Geopolitical tensions in Iraq have threatened supply, and as a result the price of crude oil has been pushed up to $107 per barrel, its highest level since September 2013. A 6.4 percent rise in petroleum prices and a 9.6 percent increase in natural gas prices drove the 5.2 percent 12-month advance in overall fuel prices in June, BLS data showed.
“The driver [of prices] has been, what if [insurgents] get to the south, which is where the bulk of Iraq’s production and exports are, and what if we see disruptions there?” Amrita Sen, chief oil analyst at Energy Aspects, told CNN Money. “Seasonally we are coming to the peak demand period. We know that Libya is already off line and this is why there is such impetus for an upward movement in oil prices now.”
Libyan supplies are down to about 100,000 barrels per day from 1.4 million a year ago, as rebels have occupied oil fields and major export terminals, and tensions between the warring groups and the government continue, according to CNN Money.
Apart from an increase in fuel prices fuel prices, nonfuel import prices contracted 0.1 percent in June, while they remained unchanged in April and May. In June, lower foods, feeds, and beverage prices, and lower prices for nonfuel industrial supplies and materials led the decline in overall nonfuel import prices. Food, feeds, and beverage import prices contracted 1.7 percent between May and June.
The data suggest that global demand has remained lackluster. Prices for U.S. exports decreased 0.4 percent in June after a marginal 0.1 percent increase in May. The consensus was that exports would grow between 0 and 0.4 percent in June. The decline in export prices was seen in both agricultural as well as non-agricultural prices. Export prices rose a meager 0.2 percent for the year ended in June.
Agricultural export prices fell 1.8 percent in June, led by a 11.2 percent drop in wheat prices, a 7.5 percent fall in fruit prices, and an 8.1 percent decrease in corn prices. Agricultural prices decreased 1.2 percent over the past year. As more and more importing economies in Europe and Asia become self-sufficient in agricultural production, demand for American agricultural products has declined.
The decline in export prices of nonagricultural industrial supplies and materials sharpened to 1 percent in June following a decrease of 0.1 percent in May. A 1.5 percent drop in fuel prices, a 3.9 percent decline in gold prices, and a 0.6 percent decrease in chemicals prices contributed the most to the overall drop in nonagricultural industrial supplies and materials prices in June.

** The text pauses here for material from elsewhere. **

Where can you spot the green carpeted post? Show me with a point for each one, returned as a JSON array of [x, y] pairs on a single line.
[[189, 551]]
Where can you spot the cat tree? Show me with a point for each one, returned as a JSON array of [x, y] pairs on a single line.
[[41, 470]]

Talking specifically about bilateral trade, import prices from China and Japan remained unchanged in June. But prices for imports from Japan fell 1.6 percent from June last year. Higher petroleum prices pushed import prices from Canada up 0.6 percent in June, indicating that U.S. is trying to diversify its source of fuel oil imports.
The gap between U.S. imports and exports of goods and services narrowed 5.5 percent to $44.4 billion in May from $47 billion in April, according to data published by U.S. Bureau of Economic Analysis on Thursday. But demand as measured by level of prices still remains fragile.